Era uma vez 1941

Eu nasci quase vinte anos depois da enchente de 1941. Em todo o mundo, naquele ano, devem ter acontecido eventos de todas as espécies que foram importantes para a cultura, Ciência, estilo de vida, tecnologia, enfim, mas que passaram desapercebidos para quem só nasceria muito depois. A enchente de 41, não. Tratava-se de um recorde nunca batido e, por isso, jamais saiu das memórias dos mais antigos e sempre avivado por matérias jornalísticas, técnico-científicas ou educacionais. Como a pandemia da gripe espanhola até 2020, quando surgiu a Covid-19. Como os mil gols de Pelé. Como Nádia Comaneci. Se não lhes suplantam seus recordes, sempre serão a referência para todos que vierem depois.

Então, desde que me percebo como “gente”, sei da história da enchente de 1941, ainda que não testemunha ocular. Por outro lado, muito mais conhecemos dos efeitos da grande inundação sobre a capital, Porto Alegre, do que da nossa própria cidade, cuja tradição aos mais novos se dá mais pela oralidade do que por documentos da época.

Quando fui pelas primeiras vezes à Porto Alegre, os ônibus da Viação Montenegro ainda adentravam a capital pela Avenida Farrapos. Tinha curiosidade de ver o Rio Guaíba, mas não conseguia. Depois, passou-se a invadir a capital pela Avenida Castelo Branco e, se o tiro fosse mais longo do que o centro, toma-se a Avenida Mauá. Via-se o Guaíba mais distante durante o trajeto pela Castelo. Quando havia possibilidade de se ver o rio mais de perto, a partir da Mauá, um muro de três metros de altura, e outros três metros enterrados, se erguia, obliterando a visão de curiosos olhos interioranos.

Havia uma nobre razão para aquele elefante branco estar erguido ali. A enchente de 1941. Lição aprendida a duras penas, não se poderia – por inação – permitir que outra daquelas cheias colocasse o centro e os bairros mais vulneráveis à mercê dos caprichos da natureza. Natureza está aí para ser dominada, retida em seus domínios, suas calhas, seus taludes. E se não forem suficientes, elevam-se muros de contenção. Com o passar dos anos e a falta de uma tragédia climática de dimensões diluvianas, um movimento político-dema-ecológico que visa devolver o rio e sua bela visão à cidade, entregou-se à pregação pela derrubada do muro da Mauá, que haveria de cair como o de Berlim, por falta de propósito defensável (um separava irmãos; outro, a cidade do seu rio). Podem haver outras soluções mais estéticas do que um muro para conter cheias, mas elas devem estar funcionais antes da troca.

A desídia de governos com a manutenção das comportas do muro da Mauá ao longo das décadas, não se manifestou em novembro último quando uma das maiores enchentes desde 1941, embora ainda bem menor que aquela, foi contida fora da cidade e não causou grandes perdas.
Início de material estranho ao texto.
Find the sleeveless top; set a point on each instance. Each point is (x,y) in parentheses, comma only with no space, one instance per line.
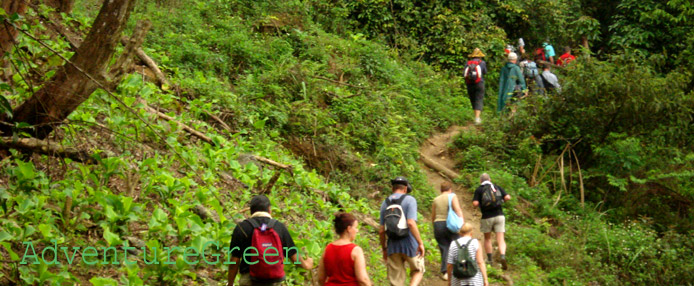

Parecia, então, que a Capital estava segura; e voltaram-se os gestores para as comezinhas atividades que os ocupam em gabinetes.

E veio abril, e vieram chuvas abundantes, e veio maio. E veio enchente maior que a de 1941. E as comportas se curvaram ante a colossal pressão das águas contra suas chapas de aço. E o resultado da tragédia ficamos sabendo um pouco a cada dia que passa.

Diante de tamanha catástrofe, que não se restringiu apenas à Capital, mas a mais de 80% das cidades gaúchas, não posso imaginar que daqui pra frente as coisas possam continuar igual, sem reação do povo votante. Primeiro, entender que a natureza deve ser respeitada e não dominada. Não precisaríamos de obras faraônicas para contenção das enchentes se as cidades estivessem afastadas das planícies de inundação. Fomos colonizados a partir dos rios, sabemos, e às margens desses se instalaram nossas cidades. Mas já houve tempo suficiente para nos mudarmos. Se não redesenharmos as cidades a partir de agora, poderá demorar muitos anos, ou não, mas virá maiores cheias do que a de 1941. Digo: maiores do que a de 2024.
O homem não tem paciência para resultados a longo prazo, mas o diabo tem.